A wood-inspired bimodal solar-driven evaporator for highly efficient and durable purification of high-salinity wastewater†
Abstract
Solar-driven interfacial evaporation has great potential for energy-efficient purification of high-salinity wastewater, but there is a long-standing trade-off to achieve ultrahigh water evaporation while assuring salt resistance performance. Here, inspired by the leaves-on-stem architecture and transpiration of natural balsa wood, a wood-inspired bimodal evaporator (WBE) with both high evaporation and durable self-salt-discharge in high-salinity brine was prepared via an ice-template method.
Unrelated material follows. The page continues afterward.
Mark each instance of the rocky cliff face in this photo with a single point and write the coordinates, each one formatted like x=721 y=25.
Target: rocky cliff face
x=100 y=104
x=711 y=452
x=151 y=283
The hierarchical design and a bimodal porous structure configuration of the WBE provide efficient heat energy confinement, controllable vaporization enthalpy, and abundant salt exchange sites, as revealed by numerical simulations and demonstrated by experiments. The designed WBE achieved ultrahigh water evaporation capacity (3.02 kg m−2 h−1, 91.8% pure water efficiency) and long-term salt resistance (continuous 100 h in 20 wt% brine) under 1 sun irradiation. Especially, the bimodal design endowed the WBE with remarkable long-term structure reliability even after 1000 repeated compressions at 80% deformation. This work provides a promising approach to achieve durable and efficient purification of high-salinity wastewater.